Aucun rétablissement durable des finances publiques n'est possible sans une réduction des dépenses du gouvernement. C'est assez simple à comprendre, étant donné que les dépenses publiques augmentent au rythme moyen de près de 4% par année alors que l'économie croît au rythme plus modeste de 2% par année.

Contrairement aux hausses de taxes et d'impôts, la réduction des dépenses du gouvernement est assez populaire dans l'opinion publique, souligne Simon Prévost, jusqu'à ce que le temps d'attente augmente dans les hôpitaux.

Il va toutefois falloir réduire les coûts du système de santé, qui grugent 45% des revenus de l'État.

«L'introduction d'un ticket modérateur est une nécessité parce qu'il n'exclut pas l'accès aux services», croit Maurice Marchon. Le service de santé à deux vitesses existe déjà, souligne-t-il, et les baby-boomers sont plus riches et capables de payer pour une partie des services dont ils auront besoin.

«Devant les besoins qui augmentent, il va falloir sacrifier des vaches sacrées», estime lui aussi Jean-Pierre Aubry, en faisant allusion au ticket modérateur, mais aussi à l'augmentation des droits de scolarité.

Il faut en arriver là, renchérit Simon Prévost. «Parce que si tu ne touches à rien pour préserver un principe, arrive un jour où ce sont les marchés financiers qui vont nous dire quoi faire.»

Gare aux effets secondaires

L'augmentation des tarifs, la réduction des dépenses ou toutes les mesures qui seront adoptées pour rééquilibrer les finances publiques risquent d'avoir un effet secondaire dangereux: mettre en danger la reprise économique qui vient de s'amorcer.«Attention, il ne faut pas tuer la reprise économique», prévient Maurice Marchon.

Ainsi, la hausse de la TVQ risque de freiner les dépenses de consommation, qui sont le moteur des économies modernes.

Toute ponction fiscale supplémentaire, sous forme de tarifs d'électricité, de ticket modérateur ou de frais de garde aura aussi pour effet de laisser moins d'argent dans les poches des contribuables.

Pour éviter de mettre des bâtons dans les roues de la reprise, il vaudrait mieux prendre plus de temps pour revenir au déficit zéro, croit le professeur de HEC Montréal. «Il ne faut pas capoter avec le déficit, dit-il, on peut prendre plus que trois ans pour revenir à zéro».

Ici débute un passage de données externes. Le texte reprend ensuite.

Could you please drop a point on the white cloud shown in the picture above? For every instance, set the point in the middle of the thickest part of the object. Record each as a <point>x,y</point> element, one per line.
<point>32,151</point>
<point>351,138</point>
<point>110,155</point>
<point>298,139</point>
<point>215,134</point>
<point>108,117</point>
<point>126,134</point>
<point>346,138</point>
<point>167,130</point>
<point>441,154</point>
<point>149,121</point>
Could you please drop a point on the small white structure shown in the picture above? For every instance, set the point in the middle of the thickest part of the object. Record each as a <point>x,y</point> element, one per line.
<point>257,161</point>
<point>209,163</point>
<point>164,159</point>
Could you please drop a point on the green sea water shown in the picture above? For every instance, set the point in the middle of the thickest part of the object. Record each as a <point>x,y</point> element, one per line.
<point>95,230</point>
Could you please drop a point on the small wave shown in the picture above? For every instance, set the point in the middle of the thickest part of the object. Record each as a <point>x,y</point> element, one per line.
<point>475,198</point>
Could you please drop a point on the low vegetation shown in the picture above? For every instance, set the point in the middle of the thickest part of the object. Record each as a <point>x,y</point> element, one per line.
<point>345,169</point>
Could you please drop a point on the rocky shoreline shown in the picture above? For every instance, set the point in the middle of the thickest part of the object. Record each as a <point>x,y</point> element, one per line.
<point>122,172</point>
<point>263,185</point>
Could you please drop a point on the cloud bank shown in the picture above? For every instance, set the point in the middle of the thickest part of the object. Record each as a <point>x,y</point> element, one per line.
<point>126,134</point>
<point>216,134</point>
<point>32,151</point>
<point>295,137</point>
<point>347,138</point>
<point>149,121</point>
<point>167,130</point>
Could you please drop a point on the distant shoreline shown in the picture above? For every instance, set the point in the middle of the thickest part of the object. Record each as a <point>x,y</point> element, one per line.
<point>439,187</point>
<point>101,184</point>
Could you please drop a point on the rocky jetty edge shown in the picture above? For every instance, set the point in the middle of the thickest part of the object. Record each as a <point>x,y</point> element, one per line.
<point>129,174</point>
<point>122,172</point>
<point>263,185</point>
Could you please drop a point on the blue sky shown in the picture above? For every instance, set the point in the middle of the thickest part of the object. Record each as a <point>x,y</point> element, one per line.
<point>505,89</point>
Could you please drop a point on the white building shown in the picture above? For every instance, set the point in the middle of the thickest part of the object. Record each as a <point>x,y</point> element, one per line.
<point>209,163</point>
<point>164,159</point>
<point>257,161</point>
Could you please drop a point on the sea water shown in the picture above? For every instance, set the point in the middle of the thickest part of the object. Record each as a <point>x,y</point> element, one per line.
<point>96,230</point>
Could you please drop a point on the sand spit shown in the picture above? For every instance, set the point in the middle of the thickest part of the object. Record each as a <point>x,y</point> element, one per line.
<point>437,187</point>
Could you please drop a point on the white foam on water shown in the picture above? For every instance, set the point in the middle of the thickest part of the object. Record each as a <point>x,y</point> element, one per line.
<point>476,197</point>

Mettre plus de trois ans à revenir à l'équilibre ne serait pas dramatique, opine Simon Prévost. Mais le président des Manufacturiers et exportateurs du Québec pense que le temps presse pour donner un coup de barre. «Plus on attend et plus le problème s'aggrave, parce que la dette augmente et que son coût augmente.»

Avec l'augmentation prévue des taux d'intérêt, le service de la dette augmentera de 50% d'ici 2014.

Et dans deux ans, en 2013, le nombre de personnes de 15 à 64 ans, c'est-à-dire la population active, commencera à diminuer, prévoit l'Institut de la statistique du Québec. Si on ne fait rien, le poids des impôts, des déficits et de la dette reposera sur un nombre de plus en plus restreint de contribuables.

À plus long terme, c'est l'exode des plus jeunes qu'il faut craindre, parce qu'ils refuseront de payer pour les dépenses trop élevées des générations précédentes.

«La menace existe, estime Simon Prévost, parce que les jeunes Québécois sont bilingues ou trilingues et de ce fait, plus mobiles que leurs aînés.»